La concernée eut un autre mouvement plus marquant que l’agitation de ses yeux sous ses paupières. Elle tourna soudain la tête vers la droite, comme s’il s’agissait d’un spasme. Ses sourcils se froncèrent d’ailleurs tandis que l’enfant lâchait un rire excité.
Concentrés tous les trois sur la jeune femme —même Erwin qui était tout de même resté sur la chaise pour ne pas l’étouffer de présence— nul ne remarqua qu’au moment où Emeraude s’était inconsciemment tournée vers l’entrée, un homme s’y était silencieusement posté.
— Alors, on fait la grasse mat’ ? demanda la scientifique d’une voix niaise.
Les poings de la patiente se serrèrent brusquement. Cela faisait bien une dizaine de minutes qu’elle avait commencé à bouger. Elle se réveillait doucement, mais surement.
— Je me sens seule quand t’es pas avec moi ! s’indigna Bosuard pour la pousser à se réveiller. Ils sont pas drôles les autres !
Un autre spasme saisit le corps de l’endormie et elle se retourna vers Erwin en pinçant violemment les lèvres. Il sourit.
— Nous y sommes, dit-il simplement.
Là, ses paupières se mirent à papilloter, dévoilant ses iris profondes et ses pupilles dilatées. Il lui fallut quelques battements de cil pour s’habituer à la luminosité et un peu plus pour comprendre ce qui lui était arrivé.
Elle était dans une position confortable. Elle n’avait ni trop chaud, ni trop froid. La température était idéale. De plus, son corps reposait sur un coussin particulièrement moelleux qui lui fit presque oublier sa douleur à la tempe. Mais elle n’eut le temps de vraiment penser à elle et se demander le pourquoi de cette souffrance, qu’elle remarqua les trois pairs de yeux la fixant.
La plus proche était composée des iris marrons de Bosuard et se tenait au niveau de sa tête de lit, à quelques centimètres d’elle seulement. Juste derrière elle et à droite du lit se situait Hanji. Seul sur le flanc gauche et plus éloigné d’Emeraude, Erwin fermait le trio.

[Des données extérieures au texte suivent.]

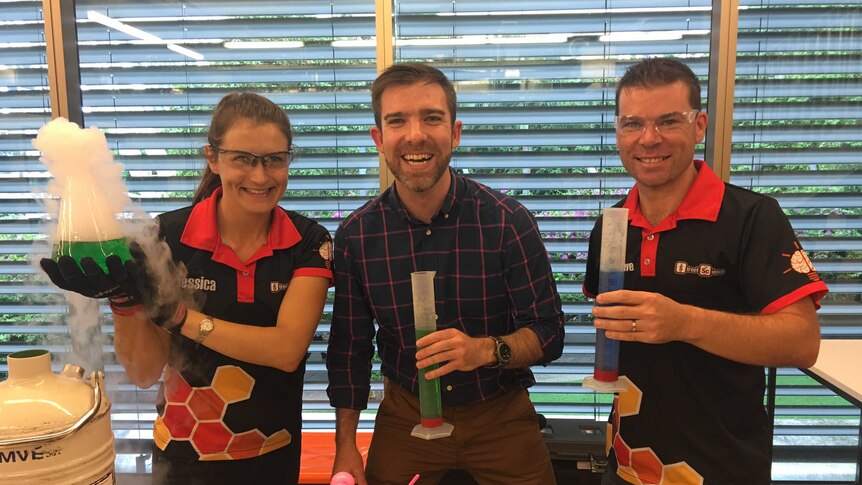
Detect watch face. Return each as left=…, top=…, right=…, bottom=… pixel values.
left=499, top=342, right=512, bottom=362
left=201, top=319, right=214, bottom=331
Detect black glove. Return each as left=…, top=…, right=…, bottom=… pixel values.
left=124, top=242, right=188, bottom=332
left=40, top=255, right=142, bottom=313
left=41, top=249, right=187, bottom=333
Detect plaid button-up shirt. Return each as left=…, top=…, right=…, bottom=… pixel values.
left=327, top=169, right=564, bottom=409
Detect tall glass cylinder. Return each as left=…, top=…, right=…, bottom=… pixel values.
left=412, top=271, right=443, bottom=428
left=593, top=207, right=629, bottom=382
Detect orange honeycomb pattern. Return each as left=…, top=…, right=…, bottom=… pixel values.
left=154, top=366, right=292, bottom=460
left=610, top=376, right=704, bottom=485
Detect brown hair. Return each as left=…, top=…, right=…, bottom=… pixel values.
left=371, top=62, right=457, bottom=129
left=615, top=58, right=702, bottom=115
left=192, top=92, right=293, bottom=205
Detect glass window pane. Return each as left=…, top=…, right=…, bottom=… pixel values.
left=392, top=0, right=713, bottom=419
left=734, top=1, right=862, bottom=481
left=0, top=3, right=55, bottom=371
left=69, top=0, right=377, bottom=470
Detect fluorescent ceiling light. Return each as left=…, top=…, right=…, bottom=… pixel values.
left=86, top=10, right=204, bottom=60
left=331, top=39, right=377, bottom=48
left=436, top=7, right=711, bottom=17
left=397, top=34, right=570, bottom=47
left=223, top=40, right=305, bottom=49
left=599, top=30, right=706, bottom=42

— Tout va bien ? demanda-t-il doucement pour ne pas le brusquer.
Elle regarda autour d’elle-même si sa vision était obstruée par les deux filles. Avec un pincement au cœur, elle constata que Levi ne se trouvait pas là. Même s’ils n’étaient pas proches, elle aurait apprécié une marque d’attention de la sorte.
— Je suis au max, railla-t-elle en fermant les yeux pour se reposer, l’esprit encore embrumé.
Hanji eut un sourire mais tenta de contenir son excitation pour ne pas brusquer son amie. Seulement son sentiment se fit entendre dans sa voix.
— T’as dormi quatre jours et raté le retour à la vie normale mais, heureusement, tu pourras assister au couronnement !
Tout en gardant les yeux clos, Emeraude lâcha un pouffement amusé.
— Ecoute, Hanji. C’est pas que je m’en bat…
— Ton langage ! la coupa aussitôt Bosuard.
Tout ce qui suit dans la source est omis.